The Lowdown on Data Center Downtime:
Frequency, Root Causes and Costs
In 2013, Emerson Network Power again partnered with the Ponemon Institute to update its Study of Data Center Outages. The two-part study found that although the frequency and duration of data center downtime events has slightly decreased, unplanned outages prove to remain a costly line item for organizations.
The first part of the study, which surveyed more than 450 U.S.-based data center professionals and focused on the root causes and frequency of downtime, found that organizations are more aware of data center downtime and its potential consequences, and are increasingly taking action to prevent outages.
The second part of the study includes an analysis of 67 U.S. data centers with a minimum size of 2,500 square feet, delving into the direct, indirect and opportunity costs associated with data center outages.

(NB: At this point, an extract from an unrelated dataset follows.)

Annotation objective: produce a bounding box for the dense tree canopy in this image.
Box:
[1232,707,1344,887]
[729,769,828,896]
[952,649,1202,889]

Downtime costs are increasing
The Cost of Downtime study quantifies the costs of an unplanned data center outage at slightly more than $7,900 per minute, which is a 41 percent increase from the $5,600 it was in 2010. Total data center outages averaged a recovery time of 119 minutes, equating to about $901,500 in total costs.

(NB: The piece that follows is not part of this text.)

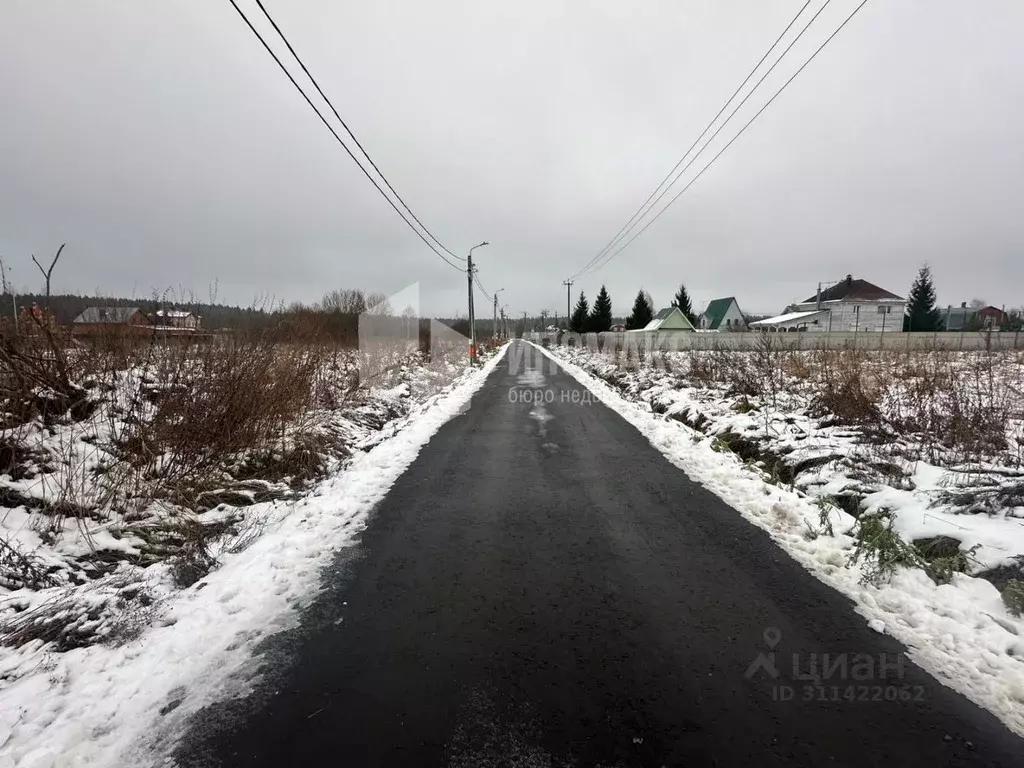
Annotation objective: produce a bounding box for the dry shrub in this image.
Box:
[119,325,327,489]
[810,349,882,428]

Partial outages, or those limited to certain racks, averaged 56 minutes in length and costs were approximately $350,400.
Outages are less frequent
An overwhelming majority of 2013 Causes of Downtime survey respondents reported having experienced an unplanned data center outage in the past 24 months (91 percent). This is a slight decrease from the 95 percent of respondents in the 2010 study who reported unplanned outages.

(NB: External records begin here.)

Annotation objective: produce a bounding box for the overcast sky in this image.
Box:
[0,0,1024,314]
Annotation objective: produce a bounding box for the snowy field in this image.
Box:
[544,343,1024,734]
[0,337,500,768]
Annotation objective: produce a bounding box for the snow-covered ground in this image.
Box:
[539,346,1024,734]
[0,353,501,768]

Regarding the frequency of outages, respondents experienced an average of two complete data center outages during the past two years. Partial outages, or those limited to certain racks, occurred six times in the same timeframe. The average number of device-level outages, or those limited to individual servers was the highest at 11. These durations have declined slightly from 2010 findings (complete: 2.5, partial: 7, device level: 10).
Root causes of downtime
The most frequently cited total expense of unplanned outages in the Cost of Downtime study includes:
- IT equipment failure ($959, 000)
- Cyber crime ($882,000)
- UPS system failure ($478,000)
- Water, heat or CRAC failure ($517,000)
- Generator failure ($501,000)
- Weather incursion ($436,000)
- Accidental/human error ($380,000)
Common causes of outages
Eighty-three percent of survey respondents in the Causes of Downtime study said they knew the root cause of the unplanned outage. The most frequently cited root causes of outages include:
- UPS battery failure (55 percent)
- Accidental EPO/ human error (48 percent)
- UPS capacity exceeded (46 percent)
- Cyber attack (34 percent)
- IT equipment failure (33 percent)
- Water incursion (32 percent)
- Weather related (30 percent)
- Heat related/CRAC failure (29 percent)
- UPS equipment failure (27 percent)
- PDU/circuit breaker failure (26 percent)
Fifty-two percent believe all or most of the unplanned outages could have been prevented.
Minimizing cost and defying downtime
While eliminating downtime altogether is a difficult and somewhat challenging undertaking, the studies did identify common attitudes and behaviors for reducing costs:
- Consider data center availability the highest priority above all others, including cost minimization and improving energy efficiency.
- Utilize all best practices in data center design and redundancy to maximize availability.
- Dedicate ample resources to bring the data center up and running in case of an unplanned outage.
- Have complete support from senior management on efforts to prevent and manage unplanned outages.
- Regularly test generators and switchgear to ensure emergency power in case a utility outage does occur.
- Regularly test or monitor UPS batteries.
- Implement data center infrastructure management (DCIM).